When we first discussed the idea of doing an article on the government's anti-porn campaign, we debated for some time just how the issue ought to be covered. There was, for example, the possibility of inviting a philosopher to write a "think piece" condemning censorship, in the Voltairean vein of defending the individual's right to free expression even if what is being expressed is execrable.

But we decided instead to focus on the the Justice Department's specific methods in its present war on porn—methods that, as Wooster reveals, involve subtle and not-so-subtle perversions of both science and logic. Indeed, it was the Justice Department's sponsorship of dubious porn research that initially aroused our interest in the subject. An internal memo, written by one of the editors more than a year ago, noted that censorship advocates were already citing these studies as "proof" that pornography is harmful. The memo raised the possibilities of biased research and of favoritism in the Justice Department's funding of this research. Wooster's investigation bore out those suspicions.

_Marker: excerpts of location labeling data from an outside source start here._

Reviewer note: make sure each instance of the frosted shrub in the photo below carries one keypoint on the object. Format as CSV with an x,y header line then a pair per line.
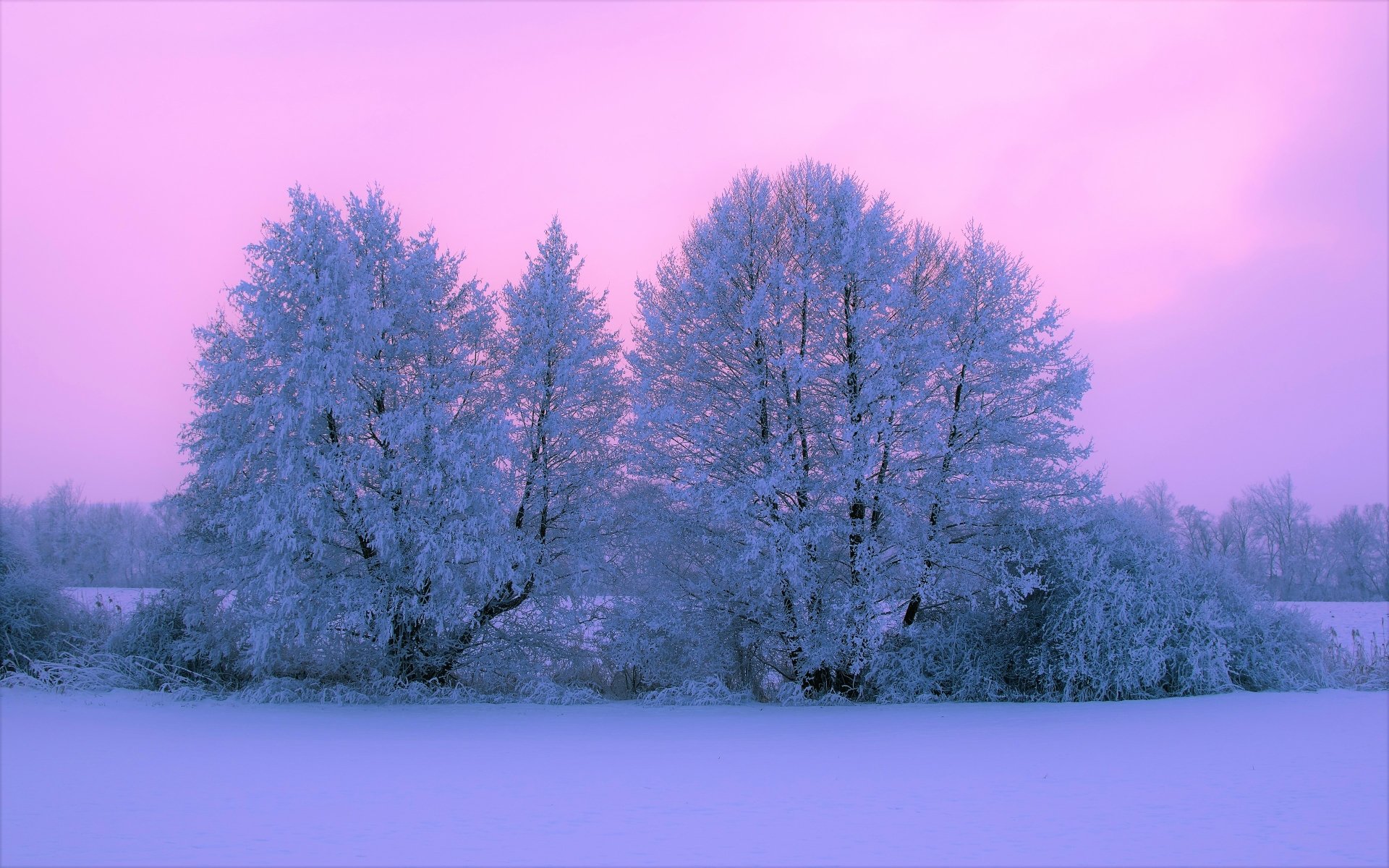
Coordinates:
x,y
703,692
1121,614
187,631
38,621
961,655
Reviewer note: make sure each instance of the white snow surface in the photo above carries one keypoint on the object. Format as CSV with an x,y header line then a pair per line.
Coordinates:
x,y
1369,620
128,599
1236,780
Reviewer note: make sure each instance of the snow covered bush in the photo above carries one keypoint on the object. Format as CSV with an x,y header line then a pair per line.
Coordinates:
x,y
1120,614
188,631
39,623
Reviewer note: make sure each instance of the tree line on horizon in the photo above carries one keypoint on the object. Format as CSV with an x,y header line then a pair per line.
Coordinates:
x,y
839,460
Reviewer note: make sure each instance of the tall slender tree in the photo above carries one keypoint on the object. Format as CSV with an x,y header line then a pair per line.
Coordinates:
x,y
347,441
567,395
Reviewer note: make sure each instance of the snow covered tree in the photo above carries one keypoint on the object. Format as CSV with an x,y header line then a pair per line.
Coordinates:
x,y
347,443
849,403
567,395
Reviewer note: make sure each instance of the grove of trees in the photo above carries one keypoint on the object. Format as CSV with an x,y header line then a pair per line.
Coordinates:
x,y
838,460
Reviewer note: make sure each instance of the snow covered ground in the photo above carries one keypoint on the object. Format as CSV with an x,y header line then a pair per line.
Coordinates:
x,y
1238,780
128,599
1369,620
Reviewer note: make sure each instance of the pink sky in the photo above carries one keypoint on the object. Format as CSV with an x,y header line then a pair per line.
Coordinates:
x,y
1202,185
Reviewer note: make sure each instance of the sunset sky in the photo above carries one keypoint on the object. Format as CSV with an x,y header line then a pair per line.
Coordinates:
x,y
1202,185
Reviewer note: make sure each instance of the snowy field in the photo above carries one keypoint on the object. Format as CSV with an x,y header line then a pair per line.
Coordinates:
x,y
1370,620
128,599
1238,780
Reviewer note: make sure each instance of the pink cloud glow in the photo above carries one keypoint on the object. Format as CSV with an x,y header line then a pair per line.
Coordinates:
x,y
1202,185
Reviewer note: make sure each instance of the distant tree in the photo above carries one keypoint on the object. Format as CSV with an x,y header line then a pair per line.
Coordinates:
x,y
347,442
1284,529
1357,552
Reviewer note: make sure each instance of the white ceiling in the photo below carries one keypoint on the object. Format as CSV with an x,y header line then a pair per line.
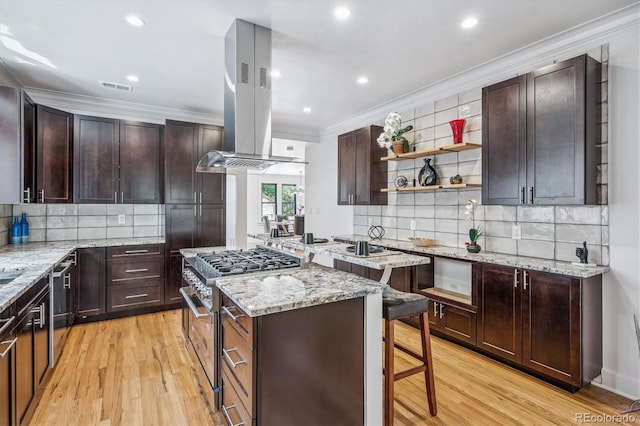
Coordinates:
x,y
400,45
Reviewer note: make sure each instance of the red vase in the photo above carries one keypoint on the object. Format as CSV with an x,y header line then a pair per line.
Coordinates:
x,y
457,126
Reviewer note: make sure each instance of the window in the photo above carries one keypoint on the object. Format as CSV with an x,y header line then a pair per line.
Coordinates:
x,y
288,200
269,200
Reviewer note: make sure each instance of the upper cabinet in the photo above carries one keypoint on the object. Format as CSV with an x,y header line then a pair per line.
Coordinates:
x,y
116,162
17,146
541,135
361,173
54,156
184,145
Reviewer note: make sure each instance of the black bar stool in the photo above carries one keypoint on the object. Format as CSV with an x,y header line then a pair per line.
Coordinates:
x,y
395,305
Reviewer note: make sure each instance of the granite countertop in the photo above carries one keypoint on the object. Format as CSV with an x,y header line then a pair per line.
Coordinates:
x,y
532,263
337,250
37,259
270,292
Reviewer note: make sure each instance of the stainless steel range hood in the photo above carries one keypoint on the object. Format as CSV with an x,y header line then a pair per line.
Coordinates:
x,y
247,102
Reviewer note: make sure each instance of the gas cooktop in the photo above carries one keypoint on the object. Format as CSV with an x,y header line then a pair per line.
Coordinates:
x,y
234,262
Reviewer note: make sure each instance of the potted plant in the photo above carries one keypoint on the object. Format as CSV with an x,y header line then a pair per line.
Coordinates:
x,y
474,233
392,136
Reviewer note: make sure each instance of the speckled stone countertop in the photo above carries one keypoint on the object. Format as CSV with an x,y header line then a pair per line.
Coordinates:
x,y
563,268
270,292
37,259
336,250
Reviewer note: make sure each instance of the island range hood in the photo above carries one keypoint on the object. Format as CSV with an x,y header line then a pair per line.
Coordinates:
x,y
247,103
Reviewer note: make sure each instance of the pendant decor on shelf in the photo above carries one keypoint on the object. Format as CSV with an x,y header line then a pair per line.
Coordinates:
x,y
457,126
427,175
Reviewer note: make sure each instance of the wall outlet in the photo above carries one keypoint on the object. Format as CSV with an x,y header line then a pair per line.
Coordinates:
x,y
516,232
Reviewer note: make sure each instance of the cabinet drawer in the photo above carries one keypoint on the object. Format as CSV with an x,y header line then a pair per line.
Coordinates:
x,y
135,251
237,359
233,411
135,296
125,270
243,323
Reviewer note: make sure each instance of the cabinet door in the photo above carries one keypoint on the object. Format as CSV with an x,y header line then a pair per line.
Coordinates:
x,y
211,186
96,160
91,281
140,163
499,312
211,225
504,118
25,383
180,152
346,168
54,156
556,134
551,325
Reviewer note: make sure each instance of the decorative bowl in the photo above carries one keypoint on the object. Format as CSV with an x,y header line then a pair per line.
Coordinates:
x,y
422,242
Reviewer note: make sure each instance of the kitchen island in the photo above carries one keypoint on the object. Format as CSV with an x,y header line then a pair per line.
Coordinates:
x,y
300,346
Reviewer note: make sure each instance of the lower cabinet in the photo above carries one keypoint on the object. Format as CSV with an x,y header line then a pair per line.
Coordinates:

Our concern in covering this issue is not to defend pornography per se but to bring attention to what we believe is a serious attack on freedom. As Wooster carefully documents in his article, the Justice Department and its allies are trying to implement a national policy of "prior restraint" regarding erotica and pornography: just as gun-control extremists want to ban handguns on the grounds that possession of these guns can lead to crime, the anti-porn forces want to prohibit pornography because, they say, porn can cause rape, child abuse, etc. Wooster takes a close, careful look at claims regarding the alleged porn-crime link.

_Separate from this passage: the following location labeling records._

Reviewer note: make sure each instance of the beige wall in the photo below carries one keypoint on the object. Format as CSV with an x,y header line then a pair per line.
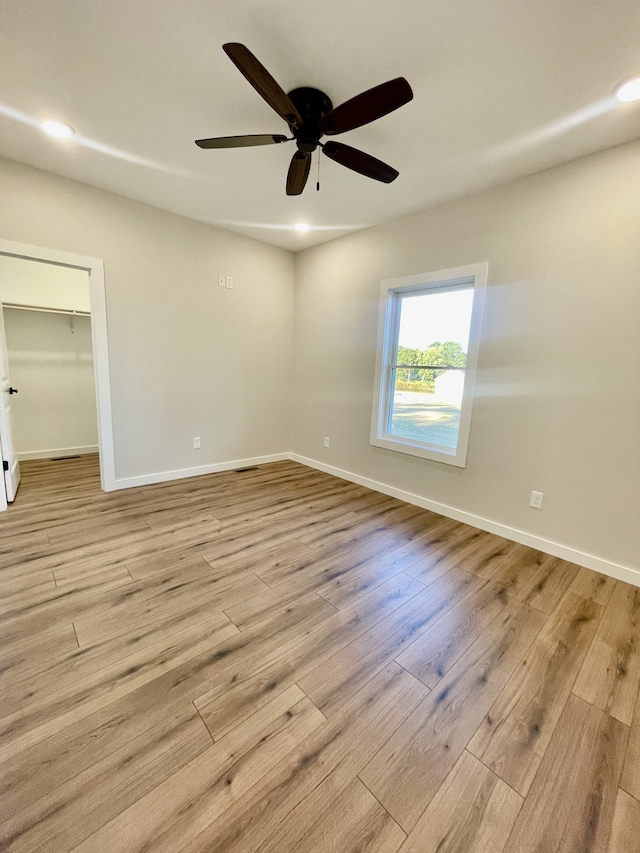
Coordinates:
x,y
558,405
51,364
187,358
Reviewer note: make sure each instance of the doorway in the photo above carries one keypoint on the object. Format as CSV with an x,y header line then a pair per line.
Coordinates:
x,y
89,324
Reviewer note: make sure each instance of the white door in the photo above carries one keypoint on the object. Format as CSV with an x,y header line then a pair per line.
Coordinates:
x,y
9,460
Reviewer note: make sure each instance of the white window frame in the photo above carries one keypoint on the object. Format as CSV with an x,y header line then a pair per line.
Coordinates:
x,y
391,291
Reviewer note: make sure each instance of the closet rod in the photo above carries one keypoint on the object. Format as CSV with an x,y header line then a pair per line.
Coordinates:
x,y
46,310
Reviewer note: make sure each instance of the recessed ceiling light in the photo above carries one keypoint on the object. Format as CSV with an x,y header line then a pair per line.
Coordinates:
x,y
629,91
58,129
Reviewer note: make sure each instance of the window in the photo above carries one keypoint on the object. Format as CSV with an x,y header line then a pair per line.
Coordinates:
x,y
427,355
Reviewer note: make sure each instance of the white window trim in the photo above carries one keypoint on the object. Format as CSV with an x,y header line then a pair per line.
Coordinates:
x,y
472,274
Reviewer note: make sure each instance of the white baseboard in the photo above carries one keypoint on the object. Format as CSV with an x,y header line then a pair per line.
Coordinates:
x,y
183,473
56,452
555,549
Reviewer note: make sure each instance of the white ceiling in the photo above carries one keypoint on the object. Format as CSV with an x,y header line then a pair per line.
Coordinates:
x,y
502,88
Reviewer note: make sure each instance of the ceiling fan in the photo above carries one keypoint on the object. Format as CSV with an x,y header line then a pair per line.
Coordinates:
x,y
310,116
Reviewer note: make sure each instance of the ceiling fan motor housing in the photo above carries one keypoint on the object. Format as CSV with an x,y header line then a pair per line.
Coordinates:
x,y
313,105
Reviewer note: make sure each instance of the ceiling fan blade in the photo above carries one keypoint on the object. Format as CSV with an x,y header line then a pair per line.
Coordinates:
x,y
241,141
358,161
263,82
298,172
367,106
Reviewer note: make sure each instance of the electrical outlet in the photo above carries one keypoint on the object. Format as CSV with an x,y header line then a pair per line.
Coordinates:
x,y
536,500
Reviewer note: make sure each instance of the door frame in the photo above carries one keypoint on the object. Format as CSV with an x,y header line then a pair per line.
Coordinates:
x,y
98,302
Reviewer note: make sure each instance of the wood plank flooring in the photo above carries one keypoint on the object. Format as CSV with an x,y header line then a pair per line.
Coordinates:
x,y
278,661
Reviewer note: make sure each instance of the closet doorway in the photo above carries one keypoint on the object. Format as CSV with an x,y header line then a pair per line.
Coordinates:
x,y
54,347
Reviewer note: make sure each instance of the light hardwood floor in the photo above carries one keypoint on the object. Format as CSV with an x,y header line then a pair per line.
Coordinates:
x,y
278,661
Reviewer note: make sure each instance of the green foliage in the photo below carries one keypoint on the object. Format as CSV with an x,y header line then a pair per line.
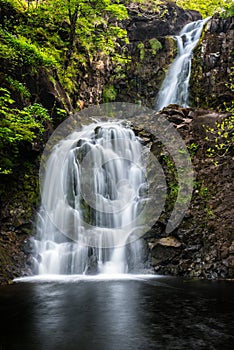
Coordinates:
x,y
192,148
20,51
17,127
109,93
141,48
17,86
155,45
221,136
206,7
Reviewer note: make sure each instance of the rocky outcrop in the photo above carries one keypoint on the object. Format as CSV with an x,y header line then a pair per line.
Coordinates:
x,y
202,246
152,48
212,64
167,19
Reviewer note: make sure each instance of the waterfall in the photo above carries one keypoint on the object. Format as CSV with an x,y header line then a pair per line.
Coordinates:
x,y
176,83
93,191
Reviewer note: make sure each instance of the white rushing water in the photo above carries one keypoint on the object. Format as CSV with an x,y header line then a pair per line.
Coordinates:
x,y
175,86
92,194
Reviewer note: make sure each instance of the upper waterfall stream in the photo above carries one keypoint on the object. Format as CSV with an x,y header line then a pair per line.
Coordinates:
x,y
175,87
92,194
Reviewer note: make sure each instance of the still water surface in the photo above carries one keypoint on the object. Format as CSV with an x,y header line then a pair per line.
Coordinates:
x,y
122,313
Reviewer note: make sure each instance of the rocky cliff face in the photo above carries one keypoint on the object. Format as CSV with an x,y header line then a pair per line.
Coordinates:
x,y
202,246
212,65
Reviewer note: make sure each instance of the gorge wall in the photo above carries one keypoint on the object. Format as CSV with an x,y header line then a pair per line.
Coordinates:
x,y
202,245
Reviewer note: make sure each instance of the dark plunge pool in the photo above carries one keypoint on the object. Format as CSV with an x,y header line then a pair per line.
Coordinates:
x,y
76,313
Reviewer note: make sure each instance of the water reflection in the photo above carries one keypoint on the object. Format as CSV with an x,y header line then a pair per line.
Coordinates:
x,y
117,314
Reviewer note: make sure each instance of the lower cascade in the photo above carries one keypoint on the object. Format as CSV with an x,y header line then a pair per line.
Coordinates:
x,y
93,191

Obviously, in publishing this cover story, we do not defend rape and child abuse. Those are, as reasonable people must agree, readily identifiable violations of individual rights. But even if reasonable people can also agree on what counts as execrable pornography—not always a simple matter, given the idiosyncracies of taste and emotion—we the people stand to suffer greater harm from a government assault on freedom than from the free circulation of such wares. That, finally, is the perspective from which we present this month's cover story (page 26).

We imagine, too, that Lucy Braun's article on her experiences as a Yale undergraduate (page 34) will arouse emotion and generate letters from readers—especially those who might well identify with what she has to say.

Braun, an economics major in the class of '84, joined REASON's staff last summer as an editorial assistant, after having worked for a Washington, D.C., consulting firm. Egged on by some of the staff, primarily resident poetaster Bill Kauffman, Braun decided to set down some thoughts about her years at Yale.

As she makes clear in her memoir, "God and Woman at Yale," Braun regards her alma mater with deep, personal concern. Her connection to the university is, in fact, something of a family affair: both of her brothers and her father are also Yale alumnae. And it's in a spirit of familial affection that she describes the ideological intolerance that she encountered at Yale.

In the end, does the university deserve its acclaimed reputation for providing superior instruction in the liberal arts? "Yes," Braun says thoughtfully, with some reservation. "Not for the quality of teaching but for the potential for learning. Yale's an incredibly challenging place—and overcoming the political bias is one of those challenges."